Red Hat Bugzilla – Bug 220530
kernel: EDAC MC0: UE page 0x2c, offset 0x0, grain 4096, ...
Last modified: 2008-02-25 13:25:54 EST
Description of problem:
Kernel writes to xterm windows messages like
smaug kernel: EDAC MC0: UE page 0x2c, offset 0x0, grain 4096, row 0, labels "":
They occur 1-2 per minute.
/var/log/messaages doesn't show anything more enlightening.
Version-Release number of selected component (if applicable):
Install the system, apply all updates (as of 12/22). Open an xterm and sit back.
Steps to Reproduce:
Erm, that's actually EDAC doing exactly what its supposed to be doing. Its
telling you that one of your DIMMs is constantly hitting uncorrectable errors.
In other words, you have some memory that has gone bad and should be replaced
(because uncorrectable errors can lead to data corruption).
I'm reopening as an enhancement request, but bugzilla doesn't let me change the
Some quick googling didn't tell me that I've got memory, so please consider
teaching the kernel to output a message that is useful to non-kernel hackers.

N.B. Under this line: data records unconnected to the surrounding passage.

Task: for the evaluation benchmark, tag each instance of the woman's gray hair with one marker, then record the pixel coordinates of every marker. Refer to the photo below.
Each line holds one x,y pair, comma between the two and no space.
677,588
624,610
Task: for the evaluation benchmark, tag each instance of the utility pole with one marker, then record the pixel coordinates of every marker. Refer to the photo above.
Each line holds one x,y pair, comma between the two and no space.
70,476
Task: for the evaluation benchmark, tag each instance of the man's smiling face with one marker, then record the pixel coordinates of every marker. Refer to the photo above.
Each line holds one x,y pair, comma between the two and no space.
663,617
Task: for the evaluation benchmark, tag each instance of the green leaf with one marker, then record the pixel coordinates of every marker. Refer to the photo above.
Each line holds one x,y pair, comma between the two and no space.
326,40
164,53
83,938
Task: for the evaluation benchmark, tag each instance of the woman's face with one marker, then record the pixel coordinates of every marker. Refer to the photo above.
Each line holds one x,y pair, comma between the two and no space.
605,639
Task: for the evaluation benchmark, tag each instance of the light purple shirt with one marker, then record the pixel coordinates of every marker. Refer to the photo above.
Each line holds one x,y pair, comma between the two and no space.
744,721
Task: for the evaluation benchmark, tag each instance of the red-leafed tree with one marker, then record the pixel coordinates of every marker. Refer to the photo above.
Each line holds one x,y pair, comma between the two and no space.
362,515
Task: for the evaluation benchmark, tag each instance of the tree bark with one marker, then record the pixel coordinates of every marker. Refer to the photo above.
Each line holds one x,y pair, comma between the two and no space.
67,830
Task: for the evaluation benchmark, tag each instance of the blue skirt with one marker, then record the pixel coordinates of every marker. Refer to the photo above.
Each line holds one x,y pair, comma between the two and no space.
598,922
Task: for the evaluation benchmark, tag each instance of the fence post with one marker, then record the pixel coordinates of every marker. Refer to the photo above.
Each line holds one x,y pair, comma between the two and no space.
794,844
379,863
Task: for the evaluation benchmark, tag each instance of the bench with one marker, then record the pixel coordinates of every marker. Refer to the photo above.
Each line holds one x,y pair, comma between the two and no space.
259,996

For bonus points, tell me which DIMM is suspect :-)
(In reply to comment #2)
> I'm reopening as an enhancement request, but bugzilla doesn't let me change
> the priority.
Not sure what the proper channel for an enhancement request like this is,
especially for Fedora...
> Some quick googling didn't tell me that I've got memory, so please consider
> teaching the kernel to output a message that is useful to non-kernel hackers.

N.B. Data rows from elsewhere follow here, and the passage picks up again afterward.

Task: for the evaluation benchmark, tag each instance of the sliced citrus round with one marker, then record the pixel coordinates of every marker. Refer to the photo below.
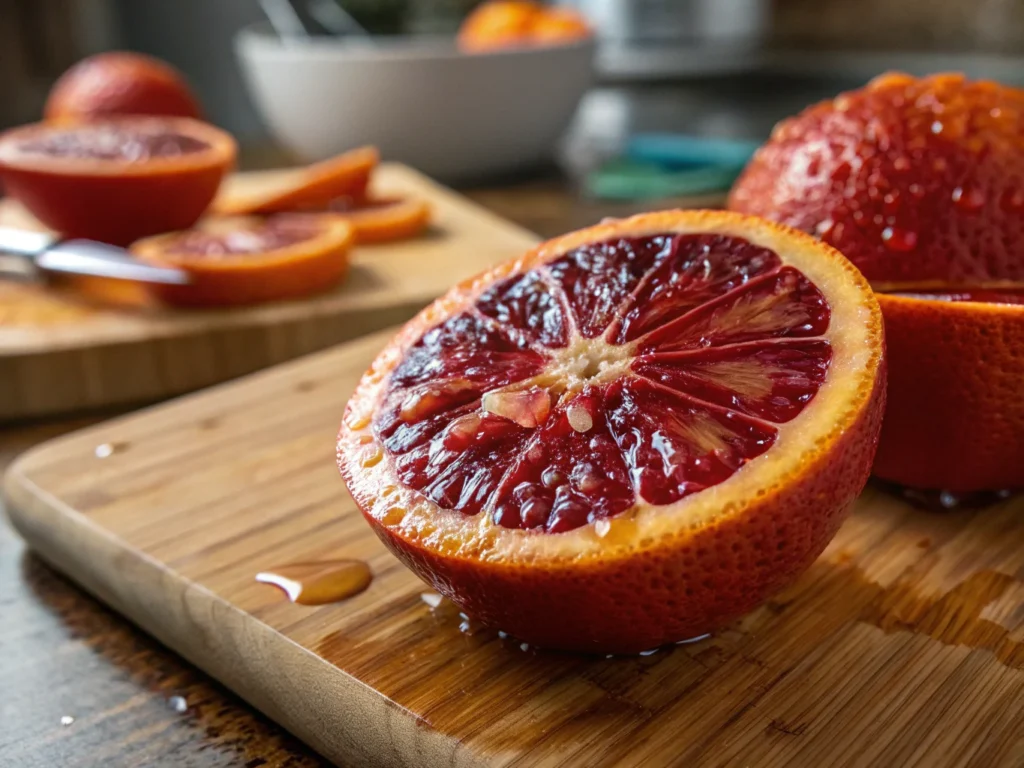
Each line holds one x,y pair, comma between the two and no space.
310,187
120,83
118,179
921,183
383,219
239,260
631,435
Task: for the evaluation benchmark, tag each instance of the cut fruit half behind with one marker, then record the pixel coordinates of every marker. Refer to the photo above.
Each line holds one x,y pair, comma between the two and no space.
242,260
628,437
118,179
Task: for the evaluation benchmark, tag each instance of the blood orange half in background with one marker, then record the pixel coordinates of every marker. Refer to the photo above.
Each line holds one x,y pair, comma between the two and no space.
921,183
628,437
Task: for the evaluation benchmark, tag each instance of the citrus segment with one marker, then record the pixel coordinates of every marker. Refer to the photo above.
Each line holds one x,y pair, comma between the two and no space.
511,441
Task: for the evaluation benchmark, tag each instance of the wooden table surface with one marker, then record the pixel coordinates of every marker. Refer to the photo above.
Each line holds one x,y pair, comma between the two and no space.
133,704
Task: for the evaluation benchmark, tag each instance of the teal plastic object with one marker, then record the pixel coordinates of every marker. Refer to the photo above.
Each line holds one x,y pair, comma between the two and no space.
668,165
677,151
627,180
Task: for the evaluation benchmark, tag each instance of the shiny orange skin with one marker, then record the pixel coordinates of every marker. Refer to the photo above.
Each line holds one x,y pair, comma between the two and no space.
120,83
305,268
312,187
940,159
397,219
655,591
921,183
118,202
955,418
560,26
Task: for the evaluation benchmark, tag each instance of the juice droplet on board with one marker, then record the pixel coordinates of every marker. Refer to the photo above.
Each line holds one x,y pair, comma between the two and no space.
318,583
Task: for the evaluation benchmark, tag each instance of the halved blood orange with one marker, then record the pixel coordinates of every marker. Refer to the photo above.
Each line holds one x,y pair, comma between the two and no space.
118,179
310,187
629,436
921,183
383,219
238,260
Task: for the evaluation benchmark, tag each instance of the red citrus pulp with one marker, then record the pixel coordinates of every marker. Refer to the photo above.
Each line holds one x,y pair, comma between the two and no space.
921,183
631,435
241,260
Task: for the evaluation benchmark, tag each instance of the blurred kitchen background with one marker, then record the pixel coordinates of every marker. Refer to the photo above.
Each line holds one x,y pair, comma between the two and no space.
706,68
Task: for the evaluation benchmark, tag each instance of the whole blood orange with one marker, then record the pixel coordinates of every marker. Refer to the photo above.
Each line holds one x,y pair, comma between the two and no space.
120,83
921,183
313,186
233,261
383,219
629,436
119,179
499,24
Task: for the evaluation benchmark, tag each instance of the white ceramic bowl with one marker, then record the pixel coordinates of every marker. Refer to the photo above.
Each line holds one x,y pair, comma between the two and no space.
451,115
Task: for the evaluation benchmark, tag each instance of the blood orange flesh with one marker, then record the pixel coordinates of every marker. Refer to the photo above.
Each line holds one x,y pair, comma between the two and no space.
591,419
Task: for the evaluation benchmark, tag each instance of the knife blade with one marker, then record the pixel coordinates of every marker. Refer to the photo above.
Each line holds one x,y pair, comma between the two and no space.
45,253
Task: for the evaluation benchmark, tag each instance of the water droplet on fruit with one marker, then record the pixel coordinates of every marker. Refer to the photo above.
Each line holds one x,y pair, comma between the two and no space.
357,420
552,478
970,200
898,240
579,417
432,599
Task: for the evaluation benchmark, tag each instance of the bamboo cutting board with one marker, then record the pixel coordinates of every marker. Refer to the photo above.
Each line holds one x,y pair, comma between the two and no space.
58,353
902,646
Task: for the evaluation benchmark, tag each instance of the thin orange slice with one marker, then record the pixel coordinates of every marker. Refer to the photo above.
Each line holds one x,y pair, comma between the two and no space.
629,436
384,219
311,187
235,261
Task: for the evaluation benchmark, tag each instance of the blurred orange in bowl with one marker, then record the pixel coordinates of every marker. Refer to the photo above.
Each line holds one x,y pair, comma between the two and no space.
505,24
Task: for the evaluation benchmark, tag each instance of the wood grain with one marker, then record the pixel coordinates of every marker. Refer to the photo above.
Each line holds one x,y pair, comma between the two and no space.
59,353
903,644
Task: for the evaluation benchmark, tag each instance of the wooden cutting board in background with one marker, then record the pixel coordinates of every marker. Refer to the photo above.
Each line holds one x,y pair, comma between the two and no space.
83,356
902,646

Its probably worth adding some info on EDAC to the Fedora Project wiki, but this
is upstream code, not something we wrote. You'd likely need to take this up with
the EDAC maintainers.
> For bonus points, tell me which DIMM is suspect :-)
There's actually a facility in EDAC for doing that, but unfortunately, its on a
per-board basis. We have to know the exact memory layout, how
banks/rows/channels are mapped across DIMMS and how that corresponds to
silk-screened DIMM info on the motherboard. Unfortunately, very few boards are
properly documented to that level. However, when they are, EDAC will tell you
exactly which DIMM is bad (note the empty "" after "labels" in your output). If
you're lucky, your board could already be supported... The edac tarball from
http://bluesmoke.sourceforge.net/ contains some utilities that might help.
In a prior lifetime, I actually worked on large clusters where we had EDAC
configured on all nodes to report specific DIMMs, complete with cron jobs that
parsed logs looking for EDAC events, raising alerts over certain thresholds, etc...
The edac-utils package that was added to fedora extras should allow you to label
the memory modules slots. Please try it and report how it goes.
Jerry, did you tried edac-utils yet?
Jerry, any updates on this one?
Unfortunately, I no longer have the machine that was giving me this problem.
ok, I'll close this one. If you hit in the same problem and edac-utils isn't
enough to solve it, please reopen.